Mu Shiying (1912 – 1940), che abbiamo già conosciuto per la descrizione della rombante Shanghai degli anni Trenta, ci mostra qui l’altra faccia della luna: la Cina povera, sconvolta dalle violenze di quegli anni, che distruggono le famiglie e mettono duramente alla prova la proverbiale resilienza della gente comune. Un racconto in due puntate. Simili a foglie autunnali gialle come il sodio che vanno alla deriva, una montagna e un’altra montagna, un corso d’acqua e un altro corso d’acqua — eravamo due persone.
Con una coppia di batacchi di legno ed un violino a due corde, insieme cantavamo Lianhualao attraverso questa città: davanti alle porte in vimini delle capanne, davanti agli intarsi sui cancelli pitturati di nero al centro dei muri dei palazzi, nelle strade, nella sala degli esami. Davo a lei la singola monetina, la coppa di zuppa densa, la ciotola di riso freddo — eravamo due persone.

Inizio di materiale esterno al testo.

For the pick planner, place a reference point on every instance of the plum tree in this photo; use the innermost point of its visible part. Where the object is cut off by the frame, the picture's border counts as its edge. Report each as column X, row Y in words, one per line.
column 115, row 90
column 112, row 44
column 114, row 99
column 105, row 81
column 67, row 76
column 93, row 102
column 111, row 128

Proprio così, eravamo due persone, ma lei ieri è morta.
Era venti anni fa, a quel tempo i miei capelli erano ancora neri come i miei occhi, e i soldati attaccarono la mia casa. Essendo morta l’intera famiglia, mi misi a correre, totalmente ignaro di dove stessi andando. Corsi verso sud, quando fu sera ero davvero stanco, così corsi in quel capanno che mi stava di fronte. Lei si trovava all’interno, piangeva raccolte su sé stessa, piangeva singhiozzando. A quel tempo ero ancora timido, e mi sedetti un po’ distante. Lei mi guardò furtivamente, e abbassò il volume del pianto. Mi dissi: confortala! Questa ragazza si è ritrovata qui a piangere, in qualche modo.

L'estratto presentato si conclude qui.